Indeed, I wish there had been a few more bold daredevils in the pitch room when the LVCVA concepted this. “What happens here, only happens here” is the sort of thing devised by people overly cautious about moving too many geese away from the one that’s been laying golden eggs since 2003. An understandable anxiety, I suppose, given the high stakes. Nonetheless, I, for one, was primed for something wildly new, and — acknowledging that I’m obviously not the target audience — this isn’t it.
Andrew: I see what you’re saying, Scott. Maybe bucking norms is too fraught, too much of a mine field, when those norms are shifting. It makes you wonder whether conventional notions of “bold” and “edgy” are as handily viable in a post-Oct. 1, post-#MeToo, post-culture-wars world. It’s been a while since I’ve seen one of the older “What happens here, stays here” spots, but I suspect I’d cringe at some of them now, seen from the other side of an altered cultural landscape.
So, let’s put a positive spin on this: What would you two want in a Vegas slogan or a Vegas commercial?
Scott: I imagine a commercial opening on the poetry shelves at the Writer’s Block, cutting to a raucous meeting of the Las Vegas Knitters, and then — okay, there’s a reason I don’t make the tall dollars of an LVCVA marketing genius. But why not work in a glimpse of, I dunno, one of the zazziest of the Downtown murals, and a scene of two of Chinatown dining?

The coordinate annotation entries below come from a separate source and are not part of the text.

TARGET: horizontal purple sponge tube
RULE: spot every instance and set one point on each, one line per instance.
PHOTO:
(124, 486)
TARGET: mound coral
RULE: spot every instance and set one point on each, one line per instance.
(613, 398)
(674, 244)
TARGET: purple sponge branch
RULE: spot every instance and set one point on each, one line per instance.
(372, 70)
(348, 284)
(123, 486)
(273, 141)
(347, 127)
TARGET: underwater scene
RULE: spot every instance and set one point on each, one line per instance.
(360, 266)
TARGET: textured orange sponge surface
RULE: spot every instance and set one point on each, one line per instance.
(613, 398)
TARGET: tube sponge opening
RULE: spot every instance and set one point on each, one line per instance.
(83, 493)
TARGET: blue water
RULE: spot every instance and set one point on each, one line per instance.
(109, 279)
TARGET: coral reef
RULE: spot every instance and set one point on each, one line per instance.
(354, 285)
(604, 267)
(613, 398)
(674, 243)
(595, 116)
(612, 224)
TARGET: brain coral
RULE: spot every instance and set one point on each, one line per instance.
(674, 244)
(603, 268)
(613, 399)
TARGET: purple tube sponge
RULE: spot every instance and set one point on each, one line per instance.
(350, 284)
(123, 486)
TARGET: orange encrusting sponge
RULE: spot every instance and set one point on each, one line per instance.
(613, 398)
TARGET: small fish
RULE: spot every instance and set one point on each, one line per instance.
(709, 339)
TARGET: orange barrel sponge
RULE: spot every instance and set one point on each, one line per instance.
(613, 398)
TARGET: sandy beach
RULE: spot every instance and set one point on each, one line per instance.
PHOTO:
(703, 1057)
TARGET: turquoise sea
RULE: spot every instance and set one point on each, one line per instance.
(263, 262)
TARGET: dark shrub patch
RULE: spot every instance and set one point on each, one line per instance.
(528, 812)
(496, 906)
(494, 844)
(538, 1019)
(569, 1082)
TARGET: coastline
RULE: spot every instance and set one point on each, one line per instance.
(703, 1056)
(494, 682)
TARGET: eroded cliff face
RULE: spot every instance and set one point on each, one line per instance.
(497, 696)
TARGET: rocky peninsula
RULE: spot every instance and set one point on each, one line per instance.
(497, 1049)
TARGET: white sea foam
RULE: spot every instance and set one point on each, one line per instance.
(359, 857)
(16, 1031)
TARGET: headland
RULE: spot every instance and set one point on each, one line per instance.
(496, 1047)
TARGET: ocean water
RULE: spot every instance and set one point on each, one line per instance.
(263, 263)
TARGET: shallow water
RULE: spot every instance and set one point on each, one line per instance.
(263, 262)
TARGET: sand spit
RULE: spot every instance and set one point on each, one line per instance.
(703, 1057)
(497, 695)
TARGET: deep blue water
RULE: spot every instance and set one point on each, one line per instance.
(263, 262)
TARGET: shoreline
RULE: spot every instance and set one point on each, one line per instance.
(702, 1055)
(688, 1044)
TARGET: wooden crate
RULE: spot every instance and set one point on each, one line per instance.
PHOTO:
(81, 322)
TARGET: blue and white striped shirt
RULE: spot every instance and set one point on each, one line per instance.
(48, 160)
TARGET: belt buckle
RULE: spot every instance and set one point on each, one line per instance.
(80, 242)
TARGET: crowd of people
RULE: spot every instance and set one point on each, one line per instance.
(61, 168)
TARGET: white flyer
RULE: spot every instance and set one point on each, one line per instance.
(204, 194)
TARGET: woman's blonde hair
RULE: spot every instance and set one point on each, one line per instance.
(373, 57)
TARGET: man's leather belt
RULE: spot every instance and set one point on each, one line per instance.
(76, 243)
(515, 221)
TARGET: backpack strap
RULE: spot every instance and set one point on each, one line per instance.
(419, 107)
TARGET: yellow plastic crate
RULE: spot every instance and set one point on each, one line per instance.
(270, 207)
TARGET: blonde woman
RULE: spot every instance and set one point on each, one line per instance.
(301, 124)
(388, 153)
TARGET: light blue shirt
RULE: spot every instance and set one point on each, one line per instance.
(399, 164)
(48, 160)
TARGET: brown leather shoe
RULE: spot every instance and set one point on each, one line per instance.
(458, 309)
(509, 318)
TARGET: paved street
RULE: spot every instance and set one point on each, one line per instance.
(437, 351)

Less to showcase “the real Las Vegas” than to simply thicken the average Iowan’s idea of what this city is. To suggest there’s something a visitor can do on her third night here besides another round of Strip bombast.
Heidi: Did I mention the outdoors? The recently minted Nevada office of outdoor recreation claims that its industry contributes $12.6 billion in consumer spending and $4 billion in tax revenue to state coffers. I know the LVCVA knows this, so maybe the gazillions of visiting boaters, hikers, rock climbers, and skiers that I see out there every weekend simply aren’t their audience. Or maybe they got the message that our popular public lands are overrun enough? Anyway, it seems like a gaping omission to say nothing of, at the very least, Red Rock.
Andrew: Heidi, when you put it that way, I can totally see a focused, specialized commercial that showcases all the wonderful outdoor recreation around Las Vegas while also celebrating Vegas itself while also subverting all the standard Vegas tropes and stereotypes. Maybe that’s the ultimate bold, edgy, quintessentially Vegas norm-buck: BUCKING OUR OWN NORMS!!!